Construction Update: 161 Front Street

161 Front Street161 Front Street

The new Fairfield Inn hotel at 161 Front Street has topped-out, and cladding has begun rising on the Peter Poon-designed tower. The building stands 31 stories tall, and the developer is the Lam Group.

161 Front Street has approximately 65,000 square feet of space, and the Fairfield Inn will have 200 rooms. The tower is located on the periphery of the Financial District, standing one block to the south of the South Street Seaport.

161 Front Street

161 Front Street

NIMBYs in the Seaport have vociferously opposed the development of a 50-story hotel by Howard Hughes on the neighborhood’s waterfront; while 161 Front Street is a good deal shorter, its relative prominence is not that dissimilar. Indeed, while the Hughes tower also appears to be high-quality — courtesy of SHoP — the same cannot be said for 161 Front Street, which faces the Seaport with a blank wall, characterized by arbitrary zig-zags.

161 Front Street

161 Front Street’s Seaport-facing facade

Besides the Howard Hughes tower, additional skyscrapers are planned at 151 Maiden Lane and 80 South Street, both of which could end up taller than the Hughes building. A development boom is expanding across the Seaport-adjacent blocks, and arguments against the redevelopment of the Fulton Fish Market hinge on the neighborhood’s ‘low-rise’ nature.

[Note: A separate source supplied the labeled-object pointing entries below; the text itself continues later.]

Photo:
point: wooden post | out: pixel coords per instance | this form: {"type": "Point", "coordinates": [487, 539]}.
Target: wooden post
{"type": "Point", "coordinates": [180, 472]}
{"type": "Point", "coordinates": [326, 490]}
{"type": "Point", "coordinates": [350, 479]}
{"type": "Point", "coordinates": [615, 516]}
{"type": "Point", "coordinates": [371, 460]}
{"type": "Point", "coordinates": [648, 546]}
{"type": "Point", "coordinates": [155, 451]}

While a select few blocks are dominated by Disney-esque remnants of 18th and 19th century New York, they are completely surrounded by skyscrapers, and NIMBY arguments against surrounding developments are almost as ridiculous as those posed by opponents of the Torre Verre in Midtown, who characterized 53rd Street as a ‘mid-rise neighborhood.’

If buildings like 161 Front Street can be built as-of-right, better buildings — like SHoP’s tower — should not have an issue rising. Perhaps Seaport residents should instead focus on asking Howard Hughes to incorporate storm-surge mitigation measures into their redevelopment; the greatest threat to the neighborhood — which has apparently been ignored by the NIMBYs — is flooding, which was made abundantly clear after Hurricane Sandy.

Completion of the Fairfield Inn is expected later this year.